ABC’s American Housewife revisited their touching storyline where main character Katie’s (Katy Mixon) friend Doris (Ali Wong) was angry over being pregnant with her fourth “creature,” whom she compared to parasitic lice. In Wednesday’s episode, “Blue Christmas,” Doris is in the hospital ready to give birth on Christmas Day – which also makes her angry and causes her to use new terms of endearment for her baby such as, “this thing” and “son-of-a-bitch.” Can’t you just feel the Christmas spirit already?
They also threw in a heartwarming side story where the children of Kate and Greg (Diedrich Bader) are revolting over not being able to open their presents until their mom comes home from visiting Doris in the hospital. The youngest, most innocent child, Anna-Kat (Julia Butters), utters a few words out of love and respect for her father. Just kidding. This is Hollywood, so we can’t have children respecting their parents!
Katie: Well, least this Christmas is gonna be exciting because Doris is having a baby.
Doris: No, I am not. No Christmas baby. Christmas is my favorite day out of the year, and I’m not gonna let this thing spoil it. I ruin my kids’ lives. They don’t ruin mine! I’m keeping this thing in until midnight.
Angela: Uh, if it’s not healthy to hold in your pee, can’t imagine it’s healthy to hold in a baby.
Katie: Hey, honey. I’m gonna be here for a while.
Greg: No, no. You need to come home right now. The kids are driving me crazy.
Katie: I can’t come home yet. Doris’ family is delayed. What’s that noise?
Greg: Our children demanding their presents.
Taylor: Dad! Anna-Kat fell down, and she’s bleeding! You need to come out here now!
Greg: Slide something under the door with her blood on it.
Ana-Kat: Open the damn door, Greg!
Greg: I’m seeing a very upsetting side of our children. I’m gonna let them open the presents.
Of course, the dad must be a wimpy push-over as well who wants to give in to his bratty children rather than disciplining them and teaching them respect.
There was also disdain for the “1%” thrown in, as Doris is giving birth in an elaborate suite with couches, a fireplace, masseuses and gourmet room service, because she’s wealthy. Now, it all makes sense as to why the writers made her character so hateful! No one in the 1% can be a good, kind person after all.
Katie remarks, “Doris, if poor people found out that this is how the 1% give birth, they would drown you in your own cucumber water.” Doris retorts, “You may be right, but one of the benefits of being in the 1% is we don’t care.” Oh, those curmudgeonly rich people! The perfect target to turn into Scrooges for Christmas!

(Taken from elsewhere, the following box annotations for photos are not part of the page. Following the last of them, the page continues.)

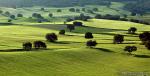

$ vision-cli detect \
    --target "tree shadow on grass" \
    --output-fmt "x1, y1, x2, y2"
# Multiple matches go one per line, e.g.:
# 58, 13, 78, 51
134, 55, 150, 58
0, 48, 53, 52
54, 41, 71, 44
95, 48, 114, 53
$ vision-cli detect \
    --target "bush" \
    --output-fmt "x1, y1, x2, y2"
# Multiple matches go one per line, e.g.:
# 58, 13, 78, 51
34, 41, 47, 49
22, 42, 32, 51
114, 34, 124, 44
85, 32, 93, 39
128, 27, 137, 34
86, 40, 97, 48
59, 30, 65, 35
46, 33, 58, 42
124, 46, 137, 53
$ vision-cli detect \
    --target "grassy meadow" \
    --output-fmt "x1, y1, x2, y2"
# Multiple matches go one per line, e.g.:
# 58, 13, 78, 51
0, 19, 150, 76
0, 2, 150, 76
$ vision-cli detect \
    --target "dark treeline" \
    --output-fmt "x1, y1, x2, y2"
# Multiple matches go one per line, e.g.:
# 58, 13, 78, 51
0, 0, 110, 7
125, 0, 150, 15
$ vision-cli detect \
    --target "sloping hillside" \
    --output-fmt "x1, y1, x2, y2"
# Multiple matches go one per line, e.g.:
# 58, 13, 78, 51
0, 19, 150, 76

Things get even worse as Doris starts having more contractions:
Katie: It’s all right. Just breathe. You’re having other contraction.
Doris: It’s not just the contractions. I’m having a fourth child. I told this thing not to come out until tomorrow, and the son of a bitch is already not listening to me.

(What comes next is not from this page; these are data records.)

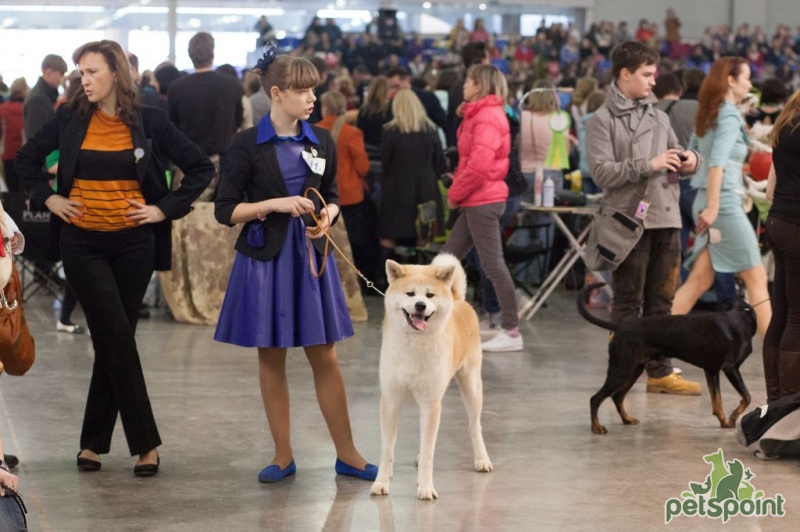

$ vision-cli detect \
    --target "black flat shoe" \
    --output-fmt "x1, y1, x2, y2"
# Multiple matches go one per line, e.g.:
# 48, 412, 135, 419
78, 453, 103, 471
133, 456, 161, 477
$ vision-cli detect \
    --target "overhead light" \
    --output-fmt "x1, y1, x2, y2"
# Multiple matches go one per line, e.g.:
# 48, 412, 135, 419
0, 5, 105, 13
114, 6, 169, 20
317, 9, 372, 20
175, 7, 286, 17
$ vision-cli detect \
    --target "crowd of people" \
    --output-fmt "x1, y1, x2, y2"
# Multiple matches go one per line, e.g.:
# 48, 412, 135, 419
0, 10, 800, 516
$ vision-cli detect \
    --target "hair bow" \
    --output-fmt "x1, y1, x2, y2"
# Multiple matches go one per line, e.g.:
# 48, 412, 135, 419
256, 45, 278, 71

Angela: Uh, do you realize in that scenario, you just called yourself a bitch?
Doris: Shut up, Laptop. What am I doing having another child? I haven’t done a very good job with my first three.

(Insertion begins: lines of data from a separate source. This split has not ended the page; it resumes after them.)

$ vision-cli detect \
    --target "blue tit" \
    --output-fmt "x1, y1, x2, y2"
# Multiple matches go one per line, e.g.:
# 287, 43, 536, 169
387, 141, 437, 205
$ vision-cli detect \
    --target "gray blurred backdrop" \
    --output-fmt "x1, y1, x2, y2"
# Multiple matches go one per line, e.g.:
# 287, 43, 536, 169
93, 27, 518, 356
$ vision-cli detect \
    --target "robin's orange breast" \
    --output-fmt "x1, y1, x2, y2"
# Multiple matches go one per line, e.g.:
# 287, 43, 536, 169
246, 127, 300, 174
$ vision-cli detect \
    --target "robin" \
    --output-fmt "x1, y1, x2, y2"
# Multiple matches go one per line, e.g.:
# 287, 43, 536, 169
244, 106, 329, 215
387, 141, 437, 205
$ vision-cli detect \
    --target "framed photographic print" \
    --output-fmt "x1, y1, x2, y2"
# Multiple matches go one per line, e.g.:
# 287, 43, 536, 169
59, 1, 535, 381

Katie: You have done a great job.
Doris: My kids hate me.
Katie: That’s true. I take back what I just said.
Angela: It’s ‘cause you tiger-mom the hell out of them. Think of baby number four as an opportunity to do things differently.
Doris: You mean I could, like, validate its feelings, even if they’re stupid?
Katie: Yes. That’s pretty much the job.
But there’s one thing that can turn an evil, wealthy person around. Drugs, of course! Yes, as Doris gets a load of drugs in her IV, she suddenly transforms into a loving mother who is excited to give birth. But there’s still a hint of evil as she coos to her newborn, “Who’s Mommy’s do-over baby? You are. I’m gonna spoil you, and it’s gonna drive a wedge between you and your siblings. Yes, it will!”
Aww, how sweet! Don’t Hollywood leftists know that even the Grinch has a heart at Christmas? Couldn’t they take a break from bashing successful, wealthy people just this once? Apparently, that’s too much to ask from Hollywood, even for a supposedly heartwarming Christmas episode.